At the other end of the city, upscale Mahjongg Bistro de Chine is not the first place you’d expect to find Can-Chi cooking. But for the Mah family, which also owns Le Piment Rouge and launched Mahjongg in 2006 in the Ruby Foo complex – the Décarie Blvd. location where the original Ruby Foo’s restaurant once stood – keeping a few Cantonese-Canadian dishes was an important nod to cultural heritage. “It’s a part of history that should be captured; it’s about the immigrant struggle,” Hazel Mah points out. “And it’s a type of cooking that is almost totally disappearing now.”

The menu’s page of Cantonese dishes – popular from the ’40s through the ’70s, originally designed for a North American crowd – is in part an homage to Ruby Foo herself, widely considered to be the first Chinese businesswoman in North America, who opened her inaugural restaurant in Boston in 1927, starting a franchise that catered to a non-Chinese clientele.

For many years, Montreal’s Ruby Foo’s – started by the Shapiro family in 1945, and later run by another Jewish Montreal family, the Leopolds – was a jewel in the crown of the local dining scene. It seated more than 1,000, had cigarette girls, a rolling roast beef trolley, and a doorman who expected 10 bucks to let you in (no small amount in the ’60s).

Mahjongg’s retro dishes include items like the Pu Pu platter, an assortment of little treasures: honey garlic spareribs, fried won tons, butterflied fantail shrimp and egg rolls that can be singed on the open flame in the centre of the dish. Other classics of Montreal’s vintage Chinese scene include pineapple chicken (the poultry is not deep-fried as it is in some versions, and the crimson sauce here gets its colour from ketchup), beef steak kew (filet mignon, bell peppers, onion and soy bean sauce) and shrimp with lobster sauce (a local creation; in traditional southern Chinese cooking, you wouldn’t find black beans with seafood).

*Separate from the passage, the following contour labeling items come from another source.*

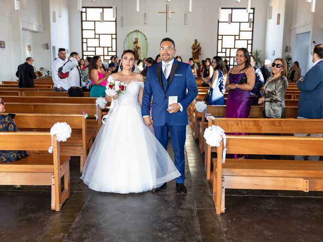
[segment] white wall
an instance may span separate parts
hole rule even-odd
[[[191,56],[191,46],[194,39],[200,42],[201,59],[215,55],[217,48],[218,10],[219,1],[204,0],[203,4],[197,1],[193,1],[192,12],[188,14],[187,25],[184,25],[184,14],[185,0],[171,2],[172,12],[175,14],[168,20],[168,31],[166,33],[166,16],[158,14],[165,12],[166,3],[160,0],[147,0],[146,12],[147,24],[143,24],[144,1],[140,1],[140,12],[135,12],[134,0],[124,0],[122,14],[121,1],[116,1],[117,9],[117,55],[120,55],[123,50],[123,42],[127,35],[136,29],[145,34],[148,42],[148,56],[153,58],[158,53],[159,45],[163,38],[169,37],[174,39],[176,44],[177,54],[183,57],[184,61],[188,60]],[[267,0],[252,1],[251,7],[255,8],[254,27],[253,49],[264,49],[265,35],[264,31],[266,26],[266,19],[263,18],[266,14]],[[83,7],[100,7],[100,1],[90,2],[83,0]],[[222,7],[245,8],[247,0],[242,0],[240,4],[234,1],[221,1]],[[102,3],[104,7],[113,5],[112,0]],[[77,12],[76,0],[69,1],[70,10],[70,43],[73,50],[81,52],[81,16]],[[121,27],[120,17],[123,15],[124,27]],[[73,26],[73,27],[72,27]],[[263,53],[264,52],[263,51]]]
[[[49,0],[49,15],[50,24],[50,42],[51,46],[55,46],[57,53],[59,48],[65,48],[69,49],[69,53],[71,52],[70,48],[70,22],[69,13],[68,10],[68,4],[71,0]],[[62,7],[62,18],[59,18],[59,3],[60,3]],[[52,22],[52,11],[56,12],[56,23]],[[71,25],[71,28],[74,27]],[[51,46],[50,49],[51,49]],[[53,59],[57,56],[51,56],[51,59]]]
[[[283,56],[285,0],[272,0],[273,17],[267,20],[265,58],[273,61]],[[277,14],[281,14],[280,24],[277,25]],[[267,16],[267,14],[265,15]]]
[[[16,67],[13,67],[12,56],[13,43],[11,32],[12,24],[10,0],[0,0],[0,40],[5,41],[6,48],[0,49],[0,58],[5,60],[7,65],[0,65],[0,82],[10,81],[14,78],[13,73],[16,73]]]

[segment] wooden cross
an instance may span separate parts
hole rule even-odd
[[[166,33],[167,33],[167,14],[168,14],[168,12],[167,11],[167,4],[166,4],[166,12],[158,12],[158,14],[166,14]],[[175,14],[175,12],[171,12],[171,13]]]

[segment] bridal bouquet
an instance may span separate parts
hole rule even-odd
[[[126,84],[115,79],[112,77],[107,79],[105,94],[109,97],[113,97],[117,94],[123,93],[126,91]]]

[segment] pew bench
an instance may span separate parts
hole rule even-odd
[[[94,136],[86,131],[86,122],[82,114],[17,113],[15,123],[20,131],[49,131],[58,122],[66,122],[72,129],[71,137],[61,143],[61,154],[80,157],[82,173],[87,154],[93,144]]]
[[[209,120],[208,125],[221,127],[226,133],[279,134],[292,135],[293,134],[321,134],[323,133],[323,119],[296,118],[216,118]],[[211,179],[211,153],[216,149],[206,146],[204,169],[207,179]],[[237,153],[247,154],[248,153]]]
[[[322,146],[320,137],[228,135],[226,148],[227,154],[320,156]],[[321,161],[226,159],[223,164],[224,148],[221,142],[212,160],[217,214],[225,212],[226,189],[323,191]]]
[[[51,186],[53,210],[59,211],[70,196],[70,156],[60,154],[56,135],[48,132],[0,132],[0,150],[47,151],[52,154],[30,155],[11,163],[0,163],[0,184]],[[62,191],[61,178],[64,178]]]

There’s also a personal connection to Canadian-Chinese cuisine, says Clarence Mah (Hazel’s son), noting that his great-grandfather operated the Star Café in small-town Saskatchewan. Most western Canadian towns, even whistle stops in the Prairies, historically had a lone ambassador of the Orient – and these Canadian-Chinese cafés were the country’s first ethnic restaurants. “They served burgers, grilled cheese and french fries along with what people perceived to be Chinese food at that time,” Mah says. “There was soy sauce in the burgers, and hoisin on the steaks.”

Many Canadian-Chinese food emporiums have closed in the last decade. The curious or the nostalgic can still get a taste of Chinese Montreal history at restaurants including Mahjongg Bistro de Chine (7655 Décarie Blvd., 514-735-8868,, Nouveau King Wah (8339 St. Denis St., 514-384-3890) and Yangtze (4645 Van Horne Ave., 514-733-7171).